Martina Otto, Head of the CCAC Secretariat, UN Environmental Programme (UNEP), stressed the importance of action to tackle super pollutants, such as methane, black carbon, and hydrofluorocarbons, and deliver major, quick gains for the climate. Otto called farmers “agents of change” and underscored that solutions exist and deliver benefits. Otto also discussed FIRST, which will elevate farmers to become champions in the super-pollutant fight and support country-level policymaking. She highlighted the role of the Technology and Economic Assessment Panel (CCAC-TEAP) in sharing knowledge with countries about how to scale up mitigation of short-lived climate pollutants (SLCP). 

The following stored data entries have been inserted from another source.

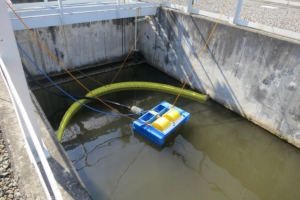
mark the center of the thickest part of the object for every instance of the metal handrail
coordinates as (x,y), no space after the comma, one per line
(23,117)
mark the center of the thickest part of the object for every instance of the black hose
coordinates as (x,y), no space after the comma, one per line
(65,96)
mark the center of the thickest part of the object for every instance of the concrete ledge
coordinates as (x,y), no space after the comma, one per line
(69,183)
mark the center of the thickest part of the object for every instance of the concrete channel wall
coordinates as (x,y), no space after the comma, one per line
(250,72)
(80,45)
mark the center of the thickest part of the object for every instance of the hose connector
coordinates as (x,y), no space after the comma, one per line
(136,109)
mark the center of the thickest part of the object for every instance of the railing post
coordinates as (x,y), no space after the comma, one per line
(46,2)
(61,11)
(18,86)
(237,11)
(190,6)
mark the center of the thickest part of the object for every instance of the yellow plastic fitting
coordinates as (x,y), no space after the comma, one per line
(172,115)
(161,124)
(153,112)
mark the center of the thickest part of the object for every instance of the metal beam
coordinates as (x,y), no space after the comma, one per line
(36,12)
(55,3)
(78,17)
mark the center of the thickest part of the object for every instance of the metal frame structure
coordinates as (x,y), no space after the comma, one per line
(13,75)
(55,13)
(45,16)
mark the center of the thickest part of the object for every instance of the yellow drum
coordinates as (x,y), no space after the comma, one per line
(161,124)
(172,115)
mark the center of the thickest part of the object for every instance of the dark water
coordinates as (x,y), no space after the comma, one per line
(217,154)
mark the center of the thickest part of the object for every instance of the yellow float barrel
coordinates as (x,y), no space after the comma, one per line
(161,124)
(172,115)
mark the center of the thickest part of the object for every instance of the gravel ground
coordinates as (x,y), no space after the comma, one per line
(8,186)
(272,15)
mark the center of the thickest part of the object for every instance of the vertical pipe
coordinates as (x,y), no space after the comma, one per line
(135,26)
(46,2)
(190,6)
(237,11)
(16,79)
(61,12)
(118,8)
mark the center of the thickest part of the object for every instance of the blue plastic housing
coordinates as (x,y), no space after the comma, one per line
(151,133)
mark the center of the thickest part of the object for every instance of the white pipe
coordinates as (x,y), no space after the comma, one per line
(135,26)
(33,135)
(190,6)
(29,152)
(61,11)
(237,11)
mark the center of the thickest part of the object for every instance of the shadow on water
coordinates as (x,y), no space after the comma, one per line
(216,155)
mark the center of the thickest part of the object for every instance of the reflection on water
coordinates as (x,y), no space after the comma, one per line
(216,155)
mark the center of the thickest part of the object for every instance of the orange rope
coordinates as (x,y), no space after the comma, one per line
(58,58)
(201,53)
(67,70)
(133,45)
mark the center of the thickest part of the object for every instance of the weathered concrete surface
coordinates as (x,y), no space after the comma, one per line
(64,172)
(80,45)
(250,72)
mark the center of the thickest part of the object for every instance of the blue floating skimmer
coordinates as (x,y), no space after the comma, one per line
(163,120)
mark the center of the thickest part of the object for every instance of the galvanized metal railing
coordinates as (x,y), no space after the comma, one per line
(14,78)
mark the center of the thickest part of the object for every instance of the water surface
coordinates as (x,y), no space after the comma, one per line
(216,155)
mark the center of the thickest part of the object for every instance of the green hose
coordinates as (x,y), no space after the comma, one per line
(126,86)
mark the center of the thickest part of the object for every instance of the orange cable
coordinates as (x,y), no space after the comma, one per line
(133,45)
(58,58)
(68,71)
(200,53)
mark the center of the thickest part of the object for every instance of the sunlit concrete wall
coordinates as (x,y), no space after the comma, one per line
(80,45)
(249,72)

Closing Brazil 4-Ministerial FAST+CCAC-19Nov2025

Kaveh Zahedi, Director, Office of Climate Change, Biodiversity and Environment, FAO, and Fernanda Machiaveli, Executive Secretary, Ministry of Agrarian Development and Family Farming, Brazil

Following these opening segments, the event welcomed interventions by members and stakeholders. During these interventions, Togo and the Development Bank of Latin America and the Caribbean (CAF), announced that they were joining the FAST Partnership.

In interventions by New Zealand, Senegal, Dominican Republic, Japan, Togo, Viet Nam, Nigeria, Cambodia, The Gambia, Australia, Canada, World Bank, World Rural Forum, CGIAR, NDC Partnership, CAF, Environmental Defense Fund (EDF), and Brazil key themes included, inter alia, the need to:

  • scale up multilateral cooperation, adaptation, and resilience;
  • research and develop technologies and share them through international cooperation;
  • improve the quantity and quality of climate finance while de-risking it;
  • diversify finance and channel it in an inclusive manner;
  • support and empower women, youth, and small producers, including work to achieve just transitions;
  • take farmer-centered approaches;
  • halt deforestation and promote reforestation;
  • achieve practical exchanges to advance methane reduction and sustainable livestock;
  • promote cooperation between government ministries;
  • produce and share data to improve policymaking and monitoring;
  • emphasize actions to limit global temperature rise that are aligned with climate justice goals;
  • keep agriculture and food at the forefront of COPs;
  • improve the efficiency and precision of fertilizer application;
  • unlock public-private partnerships to benefit small family farmers;
  • improve access to finance in the implementation of NDCs;
  • provide farmers with meaningful support to adopt sustainable practices to promote profits and resilience; and
  • diversify food production while safeguarding biodiversity and sequestering carbon.